Chaque 1er novembre, en la fête de tous les saints, l’Église honore la foule innombrable de ceux et celles qui ont été de vivants et lumineux témoins du Christ. Cette fête est donc aussi l’occasion de rappeler que tous les hommes sont appelés à la sainteté, par des chemins différents, parfois surprenants ou inattendus, mais tous accessibles.
Prédication du père Louis Groslambert pour la solennité de Tous les Saints
Les saints qui ont porté un message pour le monde entier ont leur jour de fête. Aujourd’hui, nous les fêtons encore, mais nous leur associons tous les autres saints. Bernanos écrivait que « notre Église est l’Église des saints ». Que serait l’Église, en effet, sans les « saints de la porte d’à côté », sans ces gens qui exercent des métiers de service, les boulangers, les soignants, les agents de la sécurité, les humanitaires… qui font tout avec amour pour leurs frères ? Que serait l’Église sans les saints de la porte d’à côté, les parents, les éducateurs, les philosophes qui ouvrent les portes de la connaissance et qui, par leur comportement, exposent des raisons de vivre, de croire et d’espérer … comme de vrais témoins du Christ ? Que serait l’Église sans les saints de la porte d’à côté, les amoureux, les passionnés, les artistes qui donnent à notre monde un supplément d’âme… exactement ce que Dieu veut ? Que serait l’Église sans les moines qui recherchent la présence de Dieu, et sans les personnes âgées et les malades qui, puisqu’elles n’ont plus le souci du paraître, ont l’image de Jésus ?
Les saints ne forment pas une élite ambitieuse. Ayant entendu les béatitudes, ils ne cherchent qu’à être humains à la manière de Jésus, et, ce faisant, ils donnent envie de le devenir. Il n’y a pas deux races de baptisés, les saints et les pas saints ; en effet, les saints sont des anciens pécheurs ; le recrutement des saints se fait parmi les pécheurs. Qu’est-ce qui provoque leur mutation ? C’est ce que l’Église met en œuvre à notre intention : la Parole de Dieu plus désirable qu’une masse d’or fin, et la célébration des sacrements dans lesquels le Christ donne son Esprit.
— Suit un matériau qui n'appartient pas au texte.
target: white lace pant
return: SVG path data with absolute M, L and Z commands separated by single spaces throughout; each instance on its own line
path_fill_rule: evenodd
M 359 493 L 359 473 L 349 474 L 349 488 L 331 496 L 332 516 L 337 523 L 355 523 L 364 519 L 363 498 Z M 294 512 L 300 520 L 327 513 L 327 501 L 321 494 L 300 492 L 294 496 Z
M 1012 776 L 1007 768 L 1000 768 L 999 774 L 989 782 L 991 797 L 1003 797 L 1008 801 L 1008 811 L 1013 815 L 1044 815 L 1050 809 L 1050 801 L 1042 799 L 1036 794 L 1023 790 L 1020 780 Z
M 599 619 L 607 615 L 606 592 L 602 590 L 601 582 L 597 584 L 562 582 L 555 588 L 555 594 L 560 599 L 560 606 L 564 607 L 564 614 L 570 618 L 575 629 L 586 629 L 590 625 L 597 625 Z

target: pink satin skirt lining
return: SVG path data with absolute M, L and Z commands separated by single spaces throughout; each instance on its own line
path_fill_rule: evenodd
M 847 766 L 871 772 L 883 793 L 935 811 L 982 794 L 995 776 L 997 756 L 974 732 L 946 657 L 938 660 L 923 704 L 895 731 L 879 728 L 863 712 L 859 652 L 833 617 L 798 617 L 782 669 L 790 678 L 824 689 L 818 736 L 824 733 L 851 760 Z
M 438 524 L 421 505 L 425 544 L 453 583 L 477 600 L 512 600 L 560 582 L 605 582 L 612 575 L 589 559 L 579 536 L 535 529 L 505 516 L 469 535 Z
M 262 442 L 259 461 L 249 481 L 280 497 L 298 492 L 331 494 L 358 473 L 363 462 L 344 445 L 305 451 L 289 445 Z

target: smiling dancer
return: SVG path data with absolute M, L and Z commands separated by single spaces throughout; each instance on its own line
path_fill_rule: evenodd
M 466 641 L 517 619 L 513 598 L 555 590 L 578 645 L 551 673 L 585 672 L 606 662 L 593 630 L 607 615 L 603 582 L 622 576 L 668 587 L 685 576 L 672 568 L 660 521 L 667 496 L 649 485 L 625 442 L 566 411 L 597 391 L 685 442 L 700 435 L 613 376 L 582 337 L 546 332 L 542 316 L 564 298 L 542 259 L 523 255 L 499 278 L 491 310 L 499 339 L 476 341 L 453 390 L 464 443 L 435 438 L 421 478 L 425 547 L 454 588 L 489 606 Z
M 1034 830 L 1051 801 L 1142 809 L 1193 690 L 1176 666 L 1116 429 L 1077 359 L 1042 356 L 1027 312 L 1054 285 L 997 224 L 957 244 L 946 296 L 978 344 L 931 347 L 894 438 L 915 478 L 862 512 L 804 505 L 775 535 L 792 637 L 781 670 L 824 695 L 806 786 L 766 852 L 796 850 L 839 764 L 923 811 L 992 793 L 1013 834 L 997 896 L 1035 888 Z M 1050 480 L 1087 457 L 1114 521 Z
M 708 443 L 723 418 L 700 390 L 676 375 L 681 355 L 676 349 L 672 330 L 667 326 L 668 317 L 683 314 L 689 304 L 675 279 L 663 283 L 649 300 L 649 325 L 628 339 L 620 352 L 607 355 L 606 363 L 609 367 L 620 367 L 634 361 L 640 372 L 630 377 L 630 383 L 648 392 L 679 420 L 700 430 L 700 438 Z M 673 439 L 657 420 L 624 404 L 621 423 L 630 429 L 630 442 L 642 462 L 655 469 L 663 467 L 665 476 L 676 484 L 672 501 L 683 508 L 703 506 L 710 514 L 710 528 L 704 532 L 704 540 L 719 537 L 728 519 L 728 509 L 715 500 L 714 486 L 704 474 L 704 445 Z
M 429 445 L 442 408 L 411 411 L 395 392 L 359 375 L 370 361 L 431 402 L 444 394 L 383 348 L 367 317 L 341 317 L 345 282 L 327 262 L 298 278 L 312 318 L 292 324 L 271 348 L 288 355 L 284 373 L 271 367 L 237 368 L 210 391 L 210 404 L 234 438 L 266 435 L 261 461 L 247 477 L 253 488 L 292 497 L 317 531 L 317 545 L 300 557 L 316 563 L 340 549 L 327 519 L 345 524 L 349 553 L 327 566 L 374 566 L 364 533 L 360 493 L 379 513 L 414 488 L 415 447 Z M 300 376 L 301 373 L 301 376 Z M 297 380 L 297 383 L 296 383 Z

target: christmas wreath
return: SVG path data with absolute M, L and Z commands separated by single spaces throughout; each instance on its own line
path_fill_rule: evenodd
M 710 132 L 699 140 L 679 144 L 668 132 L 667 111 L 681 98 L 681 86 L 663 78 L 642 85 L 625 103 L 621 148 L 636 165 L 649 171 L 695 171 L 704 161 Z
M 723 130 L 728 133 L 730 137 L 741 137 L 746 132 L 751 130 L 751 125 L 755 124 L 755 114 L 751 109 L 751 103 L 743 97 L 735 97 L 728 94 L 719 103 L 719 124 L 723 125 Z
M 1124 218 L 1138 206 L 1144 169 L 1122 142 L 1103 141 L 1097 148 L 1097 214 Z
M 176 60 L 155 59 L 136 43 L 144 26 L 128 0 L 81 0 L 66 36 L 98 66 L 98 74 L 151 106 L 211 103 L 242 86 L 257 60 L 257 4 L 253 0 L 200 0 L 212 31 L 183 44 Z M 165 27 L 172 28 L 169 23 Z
Ce qui transforme les personnes c’est qu’elles s’approchent du Christ, l’Agneau de Dieu, et qu’elles blanchissent leur robe dans le sang de l’Agneau. La prise de conscience que le Juste est mort pour nous, cela nous bouleverse et nous transforme.
Autrement dit, avec la Parole et les sacrements, l’Église est une machine à faire des saints. L’Église, nous la trouvons parfois trop éloignée de la sainteté ; or, on ne peut que constater que des saints se lèvent dans ses rangs. Pendant que nous lui reprochons ceci ou cela, les cœurs droits lui font rendre son meilleur rendement. Heureux sommes-nous d’avoir dans notre entourage des artisans de paix, des gens pleins de miséricorde, des assoiffés de justice, des doux, des constructeurs de la fraternité. Ce sont des cadeaux de Dieu.
Frères et sœurs, l’Église qui génère les saints, c’est vous. C’est vous que Dieu a choisis pour que vous soyez saints et irréprochables sous son regard. Dieu se plait à choisir des gens dont le cœur s’émeut de la souffrance des gens : c’est votre cas ! Dieu se plait à choisir des personnes qui préfèrent la solidité de la douceur à la fragilité de la violence : c’est votre cas ! Dieu se plait à choisir des gens capables de pleurer, des gens qui ont un cœur de chair et non pas un cœur de pierre ; c’est votre cas ! Vous êtes donc habités par l’Esprit de Jésus, le seul saint qui n’a pas commencé par être pécheur.
Les béatitudes sont assorties d’une promesse : « le royaume des cieux est à eux, ils verront Dieu, ils seront consolés » etc… Comment comprendre que la consolation soit promise à des personnes qui pleurent ou sont persécutées et que la richesse du royaume soit promise à des personnes totalement pauvres ? L’apocalypse répond : ils viennent de la grande épreuve ; ils ont blanchi leur robe dans le sang de l’Agneau ». C’est que notre humanité salie par tous ses péchés a été visitée par celui qui lave de tous les péchés. Contemplons celui qui a versé son sang pour la multitude en rémission des péchés, et demandons-lui de nous laver toute l’humanité dans son sang, dans son amour total.